Dos textos forman el sustrato de la Biblioteca de plantas:

El primero de Salvador Camacho Roldán, del siglo XIX:

Es cosa singular que el único colegio de agricultura, establecido con grandes dificultades en Bogotá, fue convertido por el señor Núñez en cuartel… (De la papa) había variedades superiores como la llamada Caicedo, distinguida por su sabor exquisito, que hoy ha desaparecido por entero. Recuerdo que en 1868 y 1869, en las sesiones de la Sociedad Agrícola Cundinamarquesa, de la que fui uno de los fundadores, oí hablar de las siguientes variedades: Caiceda, Ojona, Arrayana, Tuquerreña, Pastusa, Huamatanga, Rodilla de indio, Quiteña, Hueva, Pepina y quizá de otras más, de las que apenas se mencionan hoy dos o tres.
(SCR Mis memorias (1894), tomo I, Biblioteca Popular de Cultura Colombiana)
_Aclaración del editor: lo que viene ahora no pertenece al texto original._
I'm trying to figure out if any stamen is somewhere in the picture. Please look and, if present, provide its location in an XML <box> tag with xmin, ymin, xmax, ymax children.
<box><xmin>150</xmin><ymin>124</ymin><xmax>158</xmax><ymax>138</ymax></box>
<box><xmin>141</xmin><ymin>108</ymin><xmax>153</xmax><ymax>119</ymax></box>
El segundo, de Ángel Mujica Sánchez, del siglo XXI:

Los científicos del mundo estamos de acuerdo en que hay que guardar esta diversidad en los bancos de germoplasma. En Fort Collins, en Colorado, Estados Unidos, está guardada toda la diversidad vegetal del planeta. Pero se han descubierto, en semillas guardadas hace 50 años, cambios genéticos. Y el mundo se ha asustado. ¿Qué hacemos ahora? Han decidido guardar como lo hacían los aimaras y los quechuas, que conservaron las variedades miles de años. Mediante lo que nosotros llamamos conservación in situ.